I haven’t talked about it a lot but I’ve been working as a contractor for the past couple of months working on “GenAI-powered” college CS course materials. I ended up presenting my work at a summit in December to a group of CS professors from various institutions and wanted to write up some of my personal thoughts and observations about the event! These opinions are my own and don’t represent the views of my employer etc etc.
For folks not familiar, “GenAI” refers to generative artificial intelligence – computer programs that are trained on large amounts of data with the intent to produce novel output. For example: chatbots, image generation, video generation, and most relevant to this topic, code generation. Tools like Github Copilot are trained on many millions of lines of code so that you can ask it a question in plain text and it will spit out (often) correct code.
To add some context on my own GenAI usage, I’ve been experimenting with adding GenAI to my programming for a few years now – first with internal tools when I worked at Google, and now with tools like Copilot and writing my own LLM-powered text completion plugins for fun. I find them really useful, and very often wrong – requiring deep knowledge of the system to get things actually working. This is interesting since it means that without my 10+ years of development experience, using GenAI might slow me down instead of speed me up! Others are having this experience as well.
Anyway, work on the curriculum is continuing, now focusing on incorporating student and instructor feedback. The material is currently in a trial phase, but I personally hope that after it’s been run a few times and the knots straightened out, that it will be publicly released!
I ended up taking away a handful of themes from the summit, which I think are pretty revolutionary to the field of CS education. Folks have been talking about a lot of this for a while, but it seems like CS as a whole is undergoing a radical change which is worth writing some words about!
Total Rewrite
When ChatGPT 3.5 was released publicly in November of 2022, people realized that it was something really special – it was the first publicly available chatbot that dramatically impressed people – and was able to solve homework problems for students in a way that was undetectable. This, of course, was a huge problem for academia.
I remember seeing a short video years ago of someone pointing their phone at their math homework (a sheet of algebra problems) and the phone working for just a few seconds before displaying the answers to every single problem on the page.
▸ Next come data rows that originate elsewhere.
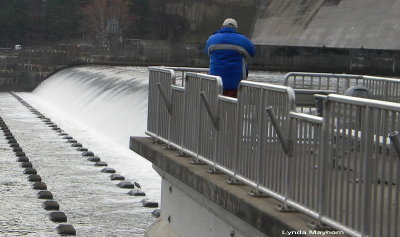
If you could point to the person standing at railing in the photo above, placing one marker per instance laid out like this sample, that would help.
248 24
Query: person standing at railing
228 51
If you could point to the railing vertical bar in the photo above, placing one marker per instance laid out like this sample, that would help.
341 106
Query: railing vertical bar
366 172
342 164
382 126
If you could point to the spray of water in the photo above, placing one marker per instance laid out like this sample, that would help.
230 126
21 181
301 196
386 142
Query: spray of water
101 107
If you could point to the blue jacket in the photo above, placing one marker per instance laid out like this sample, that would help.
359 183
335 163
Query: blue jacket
226 58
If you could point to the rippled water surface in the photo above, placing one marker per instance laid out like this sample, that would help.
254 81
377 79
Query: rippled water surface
100 107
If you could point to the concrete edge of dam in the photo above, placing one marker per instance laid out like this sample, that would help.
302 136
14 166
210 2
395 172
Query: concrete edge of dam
256 216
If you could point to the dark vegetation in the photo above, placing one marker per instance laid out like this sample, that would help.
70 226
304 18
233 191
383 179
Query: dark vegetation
37 22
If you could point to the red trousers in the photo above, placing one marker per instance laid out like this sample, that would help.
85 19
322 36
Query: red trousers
230 93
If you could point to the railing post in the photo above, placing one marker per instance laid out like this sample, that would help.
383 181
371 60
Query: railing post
324 153
287 145
213 116
367 157
395 139
167 102
278 129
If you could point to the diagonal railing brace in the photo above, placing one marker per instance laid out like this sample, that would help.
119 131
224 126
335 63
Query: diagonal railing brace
395 139
167 102
285 142
213 117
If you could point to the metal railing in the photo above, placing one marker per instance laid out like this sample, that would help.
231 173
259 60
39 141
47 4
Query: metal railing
381 88
341 169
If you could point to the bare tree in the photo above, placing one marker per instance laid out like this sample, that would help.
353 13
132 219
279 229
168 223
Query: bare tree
99 12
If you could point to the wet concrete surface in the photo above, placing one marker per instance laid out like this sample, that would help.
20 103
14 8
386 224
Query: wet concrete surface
93 204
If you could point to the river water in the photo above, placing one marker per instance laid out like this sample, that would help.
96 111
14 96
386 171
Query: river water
100 107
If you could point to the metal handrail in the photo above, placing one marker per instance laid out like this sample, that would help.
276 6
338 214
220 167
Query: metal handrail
253 134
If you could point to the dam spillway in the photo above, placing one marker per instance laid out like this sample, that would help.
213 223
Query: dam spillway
93 204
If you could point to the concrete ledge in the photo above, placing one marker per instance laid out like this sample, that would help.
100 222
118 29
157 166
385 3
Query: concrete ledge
258 212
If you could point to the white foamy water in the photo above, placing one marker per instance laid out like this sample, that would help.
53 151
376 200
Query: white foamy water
101 107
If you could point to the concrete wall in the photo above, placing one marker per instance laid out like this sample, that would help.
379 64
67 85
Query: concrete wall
23 70
368 24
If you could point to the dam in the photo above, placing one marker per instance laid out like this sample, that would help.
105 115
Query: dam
98 107
307 153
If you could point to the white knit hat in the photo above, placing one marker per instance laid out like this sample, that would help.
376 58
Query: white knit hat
230 23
AI has only gotten exponentially more powerful since then.
One thing covered a lot during the summit was that professors currently take one of three approaches to GenAI: ignore it, fight it, or embrace it. (Well, or quit.) The “ignore” people have mostly gone away – GenAI is obviously here to stay. The “fight” folks are doing things like strictly proctored testing, handwritten tests and assignments, etc. And the “embrace” folks are starting to integrate GenAI into their curriculum and classwork.
The thing that it took me a while to realize at the summit this week was that there’s actually a fourth camp out beyond “embrace”, which is the “rewrite everything” camp. This isn’t just integrating GenAI into an existing curriculum, it’s realizing that instead of changing existing CS courses to integrate GenAI, we need to change the learning goals of CS in general.
As one professor put it, It’s an opportunity to refresh CS classes that are still stuck in the ’90s, teaching students to solve problems from the ’80s. (For the millennials like myself who think that the ’80s are 20 years ago, I will point out that they are actually 45 years ago.)
In this approach, students trained on programming with GenAI no longer need to really learn syntax, for example. In fact, they no longer need to learn how to write code. They need to learn how to prompt GenAI, and they need to learn how to evaluate and debug the generated code. If you’re a CS person, this might raise your hackles – but if you are working in a corporate space, think about how much of your job is writing code versus understanding, evaluating, and debugging code written by others. Now it’ll just be a GenAI writing the code instead of your coworker (or yourself from 10 years ago).
I ran a short exercise at the summit where I asked the attendees to pretend to be students in my class, and work for just fifteen minutes on writing a design document, leaning on GenAI as a tool. And impressively, several teams produced a pretty detailed design doc at the end of just fifteen minutes. The time was spent evaluating GenAI output and thinking about features, not writing.
For those of you who remain skeptical that students actually learn when assisted by GenAI, the data is starting to point the other way: In one study, students using Github’s Copilot GenAI during exercises performed better (1.8x higher scores) on evaluations where they weren’t allowed to use GenAI (source, arXiv). It seems that the fear of students abdicating the fundamentals entirely to the machines may be unfounded.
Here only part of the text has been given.